Dáil debates

Tuesday, 8 October 2013

Other Questions

Universities Global Rankings

3:00 pm

Photo of Ruairi QuinnRuairi Quinn (Dublin South East, Labour) | Oireachtas source

It is fair to say to Deputy McConalogue that the rankings are a reality and they must be responded to. International business organisations involved in foreign direct investment take them into account, although the academics maintain they can be gamed and played and that they do not tell the full story. If it was true that funding alone and the reduction of funding was the dominant factor in falling rankings for universities, then all our universities would have fallen. One cannot rationalise that assertion with the fact that some universities have gone up and others have fallen. That is not to say that we have a financial problem with our universities and third level institutions. This is why, rather than what might appear to Deputy McConalogue to be the case, the sustainability study is being undertaken by the HEA. We are obliging all third level institutions to enter into a serious reconfiguration of their structure and landscape. Deputy McConalogue will be familiar with this. Letterkenny Institute of Technology in his constituency is now linked with the Institute of Technology, Sligo and Galway-Mayo Institute of Technology to form the Connacht Ulster alliance. I would be happy to have a debate about this at some stage should Members wish it.

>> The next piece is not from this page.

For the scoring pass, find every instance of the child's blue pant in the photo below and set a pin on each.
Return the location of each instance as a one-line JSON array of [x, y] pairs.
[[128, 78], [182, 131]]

We do not have too many universities, but we probably would not build the same number of universities today if we were starting from this point and given the position of those built more than 100 years ago or 30 or 40 years ago.

However, 20 or 30 or 40 years ago, we did not have the infrastructure or communications system. In this context, close to 69% of Irish students live at home and because they so do, they are able to attend third level institutions. Were one to centralise them or to spread them further apart, one would put enormous pressure on many young people and their families in trying to go to such institutions. Deputy Eoghan Murphy and I represent a Dublin constituency in which, on a short count, we have access to approximately seven or eight third level institutions that are within a bus ride away from our homes. This is not the Irish average.